En 1088, le fondateur de l'empire Hammadite de Bougie rasa Msila, dont il transporta les habitants à la Kalâa. Une nouvelle population en releva les murs, qui furent abattus pour la deuxième fois soixante ans plus tard par les Zenata. La ville fut reconstruite; mais elle fut saccagée et ses murailles renversées vers 1330 par le

sultan hafside Abou-lahia-Abou-Beker qui venait de purger la vallée de l'Oued-Sahel des Abd-el-Ouadite qui la rançonnaient depuis plusieurs années. Les maisons sortirent encore une fois de leurs ruines, mais l'enceinte ne fut pas relevée. On sait, du reste, que toutes les constructions de Msila sont en briques de torchis séchées au soleil.
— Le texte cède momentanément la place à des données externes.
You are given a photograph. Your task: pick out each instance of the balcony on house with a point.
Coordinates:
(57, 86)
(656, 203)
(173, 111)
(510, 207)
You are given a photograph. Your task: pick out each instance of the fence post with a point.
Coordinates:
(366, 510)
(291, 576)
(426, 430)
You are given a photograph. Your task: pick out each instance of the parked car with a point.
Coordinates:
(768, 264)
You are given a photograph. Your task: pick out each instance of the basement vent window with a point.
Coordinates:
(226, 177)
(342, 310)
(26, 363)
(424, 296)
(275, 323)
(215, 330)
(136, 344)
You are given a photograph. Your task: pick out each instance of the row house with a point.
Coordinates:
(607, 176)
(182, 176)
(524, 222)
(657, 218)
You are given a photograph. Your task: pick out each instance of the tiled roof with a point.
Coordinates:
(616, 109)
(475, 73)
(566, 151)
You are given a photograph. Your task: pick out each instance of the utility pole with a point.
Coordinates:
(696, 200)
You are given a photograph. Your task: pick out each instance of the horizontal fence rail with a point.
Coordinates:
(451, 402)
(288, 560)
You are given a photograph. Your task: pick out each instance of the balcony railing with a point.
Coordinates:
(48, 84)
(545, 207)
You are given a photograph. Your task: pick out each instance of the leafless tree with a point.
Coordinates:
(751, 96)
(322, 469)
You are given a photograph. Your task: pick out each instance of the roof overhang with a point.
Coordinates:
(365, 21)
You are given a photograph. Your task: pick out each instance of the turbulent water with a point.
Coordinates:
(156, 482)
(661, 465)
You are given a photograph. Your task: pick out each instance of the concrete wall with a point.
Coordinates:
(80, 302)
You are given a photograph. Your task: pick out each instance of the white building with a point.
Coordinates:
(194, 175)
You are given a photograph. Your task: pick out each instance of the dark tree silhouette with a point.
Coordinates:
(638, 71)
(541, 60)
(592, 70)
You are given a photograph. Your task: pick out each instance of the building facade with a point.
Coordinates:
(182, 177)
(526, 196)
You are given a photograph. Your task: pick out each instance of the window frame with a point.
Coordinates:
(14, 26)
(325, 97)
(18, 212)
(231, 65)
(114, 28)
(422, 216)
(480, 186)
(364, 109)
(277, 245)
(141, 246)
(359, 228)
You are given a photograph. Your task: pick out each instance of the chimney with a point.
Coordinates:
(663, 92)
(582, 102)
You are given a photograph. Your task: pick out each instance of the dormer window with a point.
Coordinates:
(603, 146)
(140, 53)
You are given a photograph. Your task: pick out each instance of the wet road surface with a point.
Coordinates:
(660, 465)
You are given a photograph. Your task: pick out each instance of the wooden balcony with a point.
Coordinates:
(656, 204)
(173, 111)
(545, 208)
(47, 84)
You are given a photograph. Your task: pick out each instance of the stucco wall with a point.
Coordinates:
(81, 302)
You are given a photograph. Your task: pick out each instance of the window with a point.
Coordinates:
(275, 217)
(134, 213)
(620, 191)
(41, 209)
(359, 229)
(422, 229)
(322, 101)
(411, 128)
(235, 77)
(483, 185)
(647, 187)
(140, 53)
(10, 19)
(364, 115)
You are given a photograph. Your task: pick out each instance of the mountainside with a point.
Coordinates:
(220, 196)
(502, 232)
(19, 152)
Ce que je viens de rappeler de l'histoire de Msila suffit pour expliquer comment y sont arrivées les nombreuses. pierres de taille et les fûts de colonne que l'on y trouve. Les Arabes et les Berbères des siècles passés avaient un certain amour des grandes choses que n'ont plus ceux de notre époque, et, sans doute aussi, étaient-ils plus ingénieux pour mouvoir les blocs qu'ils ont tirés de Zabi. Dans une localité où les pierres sont rares, les Arabes du Xe siècle ne pouvaient pas exécuter ces travaux imposants dont nous admirons encore les ruines à Tlemsen, à la Kalâa et à Bougie; mais, du moins, ils utilisèrent les matériaux qui étaient à leur portée. Ceux qui vinrent après eux, suivirent leur exemple; ils employèrent les matériaux qu'ils trouvèrent sur place, et finirent même par épuiser les ruines de Bechilga. Aussi, si l'on veut maintenant se faire une idée de l'importance des constructions de Zabi, étudier le goût et l'art qui y présidèrent et leurs époques, il faut parcourir les rues de Msila, pénétrer dans toutes les maisons et fouiller dans tous les coins: les montants des portes, les impostes, les piliers qui supportent les terrasses des galeries, les chapiteaux et les fûts de colonne, en nombre incroyable, que l'on voit dans les mosquées de la ville, tout cela provient des ruines de Bechilga. Mais tout cela a été entassé sans ordre et sans goût; dans telle mosquée, une belle colonne torse repose sur un

chapiteau resté inachevé, tandis qu'à côté, une autre colonne est coiffée d'une base d'un diamètre beaucoup plus grand.

Au milieu de ce fouillis et de ce désordre, quelques beaux chapiteaux d'ordre corinthien rappellent les bonnes époques de l'art; mais tout le reste accuse la décadence, et le ciseau des ouvriers byzantins. Cependant, tels qu'ils sont, et par la raison qu'ils sont très-nombreux, ces débris prouvent que Zabi eut encore des jours de prospérité dans les derniers temps de la domination romaine.

Je n'ai pas rencontré à Msila, bien que j'aie visité ses dix-sept mosquées et la moitié de ses maisons, d'inscription latine autre que la suivante, qui nous donne le nom de Zabi.

AEDIFICATAESTAFVNDAMENTISHVICCI
V....OVAIVSTINIANAZABISVBTEM

P....DOMNINOSTRIP... SIMIETINVICTISS

Ici a été bâtie, depuis ses fondations, la nouvelle ville « de Zabi la Justinienne, sous le règne de notre empereur très-pieux et très-invaincu (1). »

Le géographe arabe El-Bekri, qui écrivait au XIe siècle, dit ceci :

El-Msila, ville située dans une plaine, est entourée de deux murailles, entre lesquelles se trouve un canal d'eau vive qui fait le tour de la place. Par le moyen de vannes, on peut tirer de ce canal assez d'eau pour l'arrosement des terres. Dans la ville, on voit plusieurs bazars et bains et, à l'extérieur, un grand nombre de jardins.

(1) Renseignements fournis par notre ami M. Poulle.